I am trying to calculate the variance and standard deviation for a log normal distribution. I was able to calculate the mean after reading this stack exchange article How to calculate a mean and standard deviation for a lognormal distribution using 2 percentiles. Now I want to calculate the variance and standard deviation. I am unclear what formulas I can use. I will calculate this in R.

Best Answer

  1. An obvious choice even for estimating the population mean and variance would be to exponentiate your log-data back to original data and just directly calculate sample mean and sample variance (then you wouldn't have to rely on your assumption that the data are in fact lognormal, an assumption that's almost certainly false).

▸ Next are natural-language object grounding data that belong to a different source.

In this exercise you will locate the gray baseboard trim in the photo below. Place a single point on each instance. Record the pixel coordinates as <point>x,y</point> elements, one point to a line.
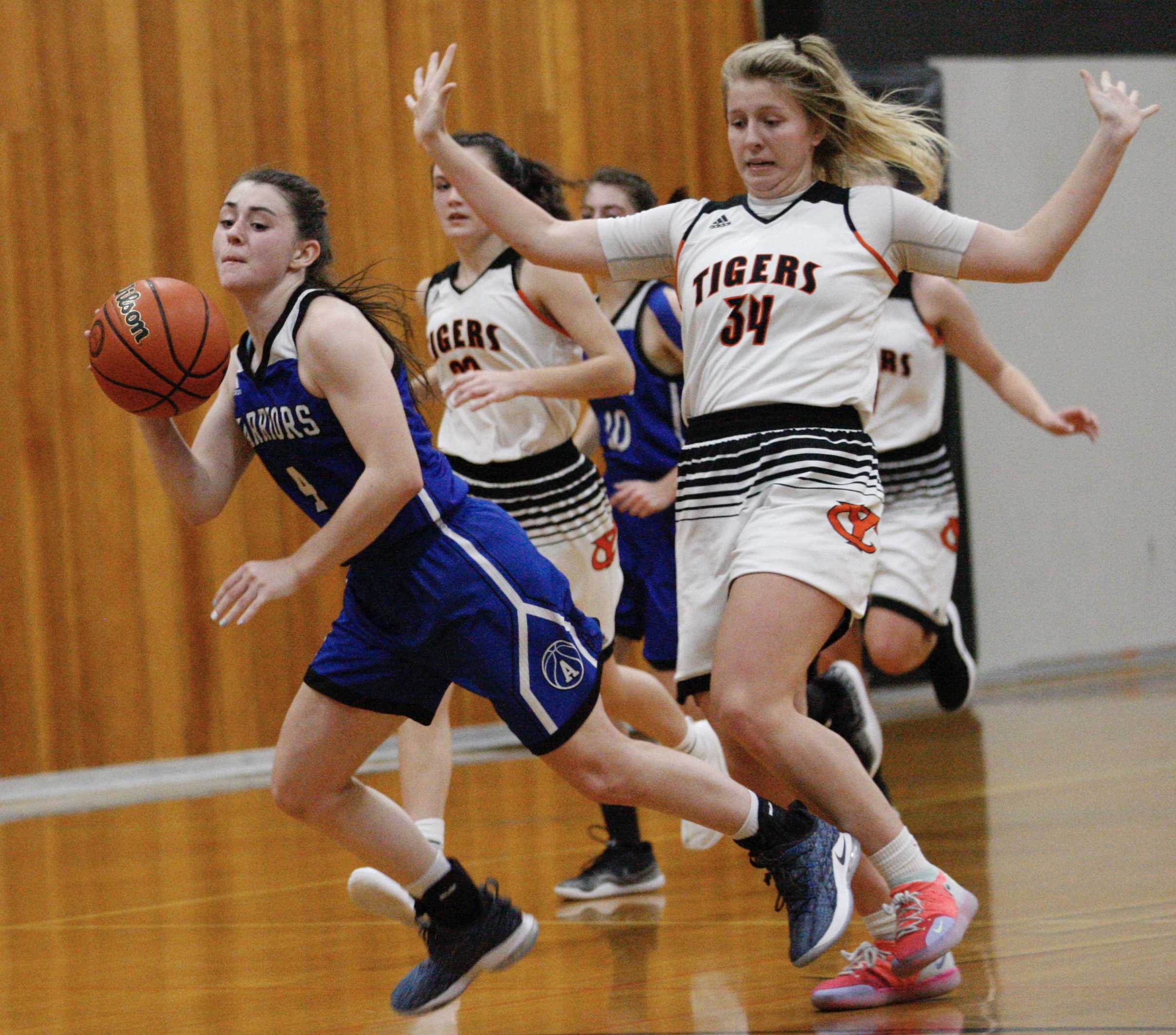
<point>75,791</point>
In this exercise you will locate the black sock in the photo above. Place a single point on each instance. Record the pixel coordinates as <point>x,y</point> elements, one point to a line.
<point>453,901</point>
<point>779,826</point>
<point>819,704</point>
<point>621,821</point>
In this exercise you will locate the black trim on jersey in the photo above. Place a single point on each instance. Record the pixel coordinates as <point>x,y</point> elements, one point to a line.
<point>539,465</point>
<point>908,612</point>
<point>713,206</point>
<point>768,418</point>
<point>915,451</point>
<point>450,273</point>
<point>904,290</point>
<point>819,191</point>
<point>627,303</point>
<point>246,354</point>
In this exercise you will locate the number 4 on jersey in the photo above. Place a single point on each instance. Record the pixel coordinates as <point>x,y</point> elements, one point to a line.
<point>754,322</point>
<point>306,489</point>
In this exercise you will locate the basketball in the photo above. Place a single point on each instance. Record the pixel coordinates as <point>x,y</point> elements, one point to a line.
<point>159,347</point>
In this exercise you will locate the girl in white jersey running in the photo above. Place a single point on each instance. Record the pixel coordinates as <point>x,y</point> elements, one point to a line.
<point>779,492</point>
<point>508,340</point>
<point>912,619</point>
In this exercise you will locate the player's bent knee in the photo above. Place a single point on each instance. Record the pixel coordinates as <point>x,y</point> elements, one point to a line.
<point>742,719</point>
<point>898,655</point>
<point>299,799</point>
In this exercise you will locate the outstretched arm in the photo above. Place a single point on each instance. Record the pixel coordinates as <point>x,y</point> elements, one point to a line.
<point>518,220</point>
<point>200,478</point>
<point>951,313</point>
<point>1035,251</point>
<point>565,299</point>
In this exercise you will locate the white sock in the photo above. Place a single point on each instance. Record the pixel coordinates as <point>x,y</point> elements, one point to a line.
<point>439,868</point>
<point>903,861</point>
<point>433,831</point>
<point>881,925</point>
<point>752,824</point>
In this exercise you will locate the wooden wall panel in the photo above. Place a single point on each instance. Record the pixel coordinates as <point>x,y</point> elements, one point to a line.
<point>123,123</point>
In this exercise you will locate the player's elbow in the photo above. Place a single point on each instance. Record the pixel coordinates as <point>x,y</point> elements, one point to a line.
<point>404,486</point>
<point>622,376</point>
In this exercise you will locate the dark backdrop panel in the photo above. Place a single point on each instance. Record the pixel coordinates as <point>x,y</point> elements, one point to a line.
<point>867,31</point>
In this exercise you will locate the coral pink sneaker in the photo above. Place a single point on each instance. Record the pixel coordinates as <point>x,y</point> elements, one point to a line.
<point>869,981</point>
<point>932,918</point>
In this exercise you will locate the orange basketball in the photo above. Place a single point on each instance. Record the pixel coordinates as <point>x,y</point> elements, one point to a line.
<point>159,347</point>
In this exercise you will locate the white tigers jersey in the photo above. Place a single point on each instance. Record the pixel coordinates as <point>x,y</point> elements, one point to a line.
<point>912,374</point>
<point>493,326</point>
<point>782,308</point>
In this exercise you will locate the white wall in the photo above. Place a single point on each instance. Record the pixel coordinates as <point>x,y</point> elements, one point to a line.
<point>1074,545</point>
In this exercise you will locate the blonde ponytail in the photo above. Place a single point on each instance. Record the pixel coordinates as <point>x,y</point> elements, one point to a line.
<point>860,133</point>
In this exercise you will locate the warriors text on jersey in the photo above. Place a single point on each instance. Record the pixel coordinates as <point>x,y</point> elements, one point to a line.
<point>303,444</point>
<point>641,433</point>
<point>780,299</point>
<point>492,326</point>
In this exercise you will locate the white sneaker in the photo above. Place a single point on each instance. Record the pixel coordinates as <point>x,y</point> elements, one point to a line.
<point>707,749</point>
<point>374,892</point>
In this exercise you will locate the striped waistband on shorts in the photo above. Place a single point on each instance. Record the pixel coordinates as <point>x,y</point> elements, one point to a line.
<point>554,495</point>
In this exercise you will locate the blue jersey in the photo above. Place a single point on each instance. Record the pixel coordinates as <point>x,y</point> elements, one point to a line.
<point>641,433</point>
<point>306,450</point>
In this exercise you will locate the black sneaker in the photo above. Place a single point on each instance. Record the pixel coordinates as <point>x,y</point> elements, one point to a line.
<point>952,669</point>
<point>852,714</point>
<point>500,937</point>
<point>620,870</point>
<point>812,865</point>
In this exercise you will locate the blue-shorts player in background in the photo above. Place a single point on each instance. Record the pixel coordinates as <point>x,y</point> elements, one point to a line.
<point>441,587</point>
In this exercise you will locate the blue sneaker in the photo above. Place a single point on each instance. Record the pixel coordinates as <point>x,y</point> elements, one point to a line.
<point>499,938</point>
<point>812,865</point>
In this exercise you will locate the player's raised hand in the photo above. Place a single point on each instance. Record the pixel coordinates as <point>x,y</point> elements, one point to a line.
<point>1115,108</point>
<point>479,388</point>
<point>1075,420</point>
<point>252,585</point>
<point>431,95</point>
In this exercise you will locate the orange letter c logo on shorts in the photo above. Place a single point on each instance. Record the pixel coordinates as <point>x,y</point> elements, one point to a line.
<point>605,549</point>
<point>861,520</point>
<point>951,534</point>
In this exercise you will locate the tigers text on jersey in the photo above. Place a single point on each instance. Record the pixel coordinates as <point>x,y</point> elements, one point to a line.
<point>641,433</point>
<point>303,444</point>
<point>782,308</point>
<point>912,374</point>
<point>492,326</point>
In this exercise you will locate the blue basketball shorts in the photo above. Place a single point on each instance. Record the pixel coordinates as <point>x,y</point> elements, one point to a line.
<point>469,601</point>
<point>648,605</point>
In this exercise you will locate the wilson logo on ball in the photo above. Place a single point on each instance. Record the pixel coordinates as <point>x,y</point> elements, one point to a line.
<point>126,301</point>
<point>563,667</point>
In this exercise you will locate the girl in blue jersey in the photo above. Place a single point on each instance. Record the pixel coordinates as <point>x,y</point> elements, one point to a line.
<point>506,339</point>
<point>441,587</point>
<point>781,289</point>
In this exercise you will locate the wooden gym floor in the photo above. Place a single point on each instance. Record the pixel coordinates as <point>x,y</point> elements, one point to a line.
<point>1055,801</point>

  2. However, the assumption of lognormality might be close enough to true that it won't be so bad if you assume it anyway.

    In the case where the random variable is actually lognormal (with parameters $\mu$ and $\sigma^2$), the MLE of the $\mu$ parameter will be the sample mean of the logs, and the MLE of the $\sigma^2$ parameter will be $\frac{n-1}{n}\cdot s^2$, a simple rescaling of the sample variance of the logs.

    You could then produce estimates of the population mean ($m=\widehat{E(Y)}$), variance ($v=\widehat{\text{Var}(Y)}$) and hence of sd -

    $\text{estimated mean} = m = e^{\hat{\mu}+\frac12\hat{\sigma}^2}$

    $\text{estimated variance} = v = m^2 \cdot (e^{\hat{\sigma}^2}-1)$

    $\text{estimated s.d.} = \sqrt{v}$

    [However, $m$ and $v$ won't be unbiased. If unbiasedness of either is important to you, you may want to consider other possibilities, including the original suggestion.]

    Note that these are not the only possible estimators of those quantities under that lognormal assumption, but they're reasonably convenient if you must use the log-data.